Written By:  Nancy Vienneau

Photographers:  Ron Manville

Inside the newest iteration of The Turnip Truck in East Nashville, it’s easy to be enthralled by the expansive space, the walls of glass, the wide aisles, the brilliant displays of produce, and the second-floor bridge overhead. Founder John Dyke feels that too, but he is also proud to trace that growth to the store’s humble beginnings.

The son of a Greeneville, Tennessee, farmer who grew up eating fresh-as-it-gets foods, Dyke was instilled with a love of farm life and the good things it produced. He knew what a tomato should taste like. Bringing that goodness to the marketplace was sparked at a beloved and bygone store, Sunshine Grocery, after Dyke moved into East Nashville’s Edgefield neighborhood in 1990.

“I had allergies and found the local bee pollen I needed on the other side of town at Sunshine,” Dyke recalls. “But I found more. They had all-natural foods, organic produce—some of it locally grown—bulk spices, even great deli sandwiches. It also had a real spirit of community. Staff and customers engaged. People I knew from my neighborhood shopping there. And I thought, We need a place like this in East Nashville.”
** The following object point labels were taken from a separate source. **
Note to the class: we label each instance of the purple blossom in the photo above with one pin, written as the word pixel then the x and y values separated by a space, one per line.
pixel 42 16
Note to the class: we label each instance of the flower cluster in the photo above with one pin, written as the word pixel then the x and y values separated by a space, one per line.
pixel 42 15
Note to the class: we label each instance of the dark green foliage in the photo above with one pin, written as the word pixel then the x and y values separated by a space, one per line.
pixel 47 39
It took time, research, and diligence for Dyke to learn the basics of the business and get the right location. In May 2001, he opened The Turnip Truck at 10th and Woodland in a building that went up a century earlier as an H.G. Hill grocery store. It felt right to return it to its original purpose, he says. Using Sunshine Grocery as his model, he sold whole foods—and as much local as possible.

“In the early days, we faced many challenges,” Dyke says. “I came to this understanding: This is a neighborhood store. I own it, but it’s my customers to shape. I’ll listen. Give me feedback.”
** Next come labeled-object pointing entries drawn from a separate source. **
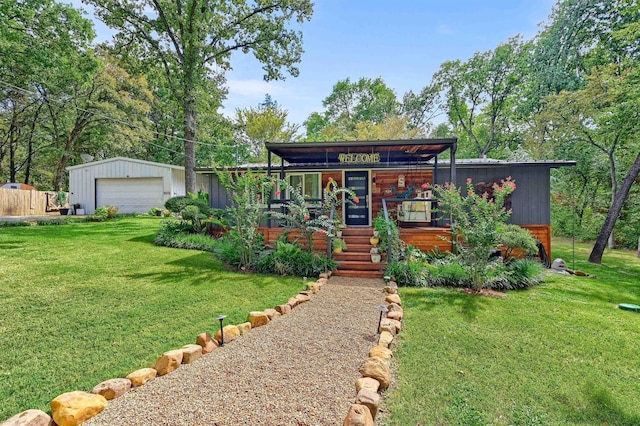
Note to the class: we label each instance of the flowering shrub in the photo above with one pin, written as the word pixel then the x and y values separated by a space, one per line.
pixel 475 222
pixel 333 198
pixel 296 214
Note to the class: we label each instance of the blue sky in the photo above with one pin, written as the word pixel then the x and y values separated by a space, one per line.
pixel 402 41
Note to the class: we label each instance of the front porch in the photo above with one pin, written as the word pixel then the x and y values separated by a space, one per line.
pixel 356 260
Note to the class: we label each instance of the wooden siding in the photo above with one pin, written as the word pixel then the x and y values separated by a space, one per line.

And the community did, embracing The Turnip Truck straightaway. That helped him align with the best supplement companies, ones with standardized testing, training, and education.

“We had outgrown the building by the time we opened our [second] store in The Gulch,” Dyke admits.

But that gave his team time to hone new aspects of the business just introduced there—like hot food service, a deli, and a juice bar—and to plan the new store in East Nashville. Just blocks from the original location, the flagship now boasts more than 12,000 square feet, offering full-service meat and seafood departments, a bakery and deli, beer and kombucha on tap, a hot and cold bar, and bountiful displays of fruits and vegetables that greet you as you enter. The second-floor bridge overlooks it all.

“The community is the heart of our store,” Dyke says. “We wanted to provide a café space where our customers can go to eat, read, relax.” The Turnip Truck will soon host cooking demonstrations and classes. Other future plans include aquaponics, rooftop gardens, and a greenhouse.

“Food that travels zero miles—think how amazing that will be,” Dyke says.